Kudos to the Washington Post for pointing out the obvious comparison, albeit pulling its punch a bit. In its time the Marion Barry crack story was also international news and a black eye for Washington, D.C., much as the Rob Ford story is to Toronto today.
What WaPo doesn’t touch on – though it could be excused for not doing so since Barry’s arrest was a well-publicised local story – is how then-mayor Barry was treated relative to how mayor Ford is now being treated by police.
For Canadians unfamiliar with the story, in 1990 Washington, D.C. mayor Marion Barry – who happens to be black – was arrested as part of an FBI entrapment scheme. An ex-girlfriend was hired to lure him to a hotel and offer him drugs supplied by the bureau. Barry took two puffs off a pipe offered by his ex before getting up to leave when
FBI agents stormed the room, grabbing Barry, placing him up against a wall with his arms outstretched and reading him his rights before leading him away in handcuffs.

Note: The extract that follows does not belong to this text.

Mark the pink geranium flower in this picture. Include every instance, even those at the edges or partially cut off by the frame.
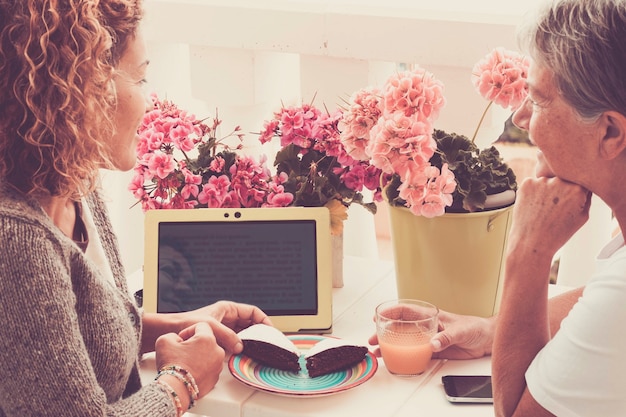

Contrast that with the reaction of Toronto police chief Bill Blair – who happens to share the same physical description as Rob Ford, though presumably not a crackhead. On viewing a tape showing the mayor smoking crack, obviously high, standing in front of a crack house no less – which the mayor readily admitted to (“Yes, I have smoked crack cocaine.”)
“I’m disappointed,” Blair said at a news conference. “I think as a citizen of Toronto, I’m disappointed. I know this is a traumatic issue for the citizens of this city and for the reputation of this city and that concerns me.”
It’s not that Canadian law is kinder and gentler than US law when it comes to narcotics. Each year thousands of Ontarians are charged and convicted for drug possession under the Criminal Code, Controlled Drugs and Substances Act (CDSA) and Youth Criminal Justice Act (YCJA), many of them incarcerated. Under the CDSA, even a first offence possession of a Schedule I controlled substance (which includes crack cocaine) is punishable by a thousand dollar fine and six months in jail.
It’s unlikely many of those incarcerated for narcotics offences are fat, white, middle-aged male crackheads, however. Unfortunately, we can’t tell exactly how few they are. While the official stats give detailed breakdowns by type of offence, sentence, age and gender, race is remarkably absent from the data. Because Canada is apparently a post-racial, egalitarian utopia or something. As the Ford crack story demonstrates, it’s definitely ‘or something’.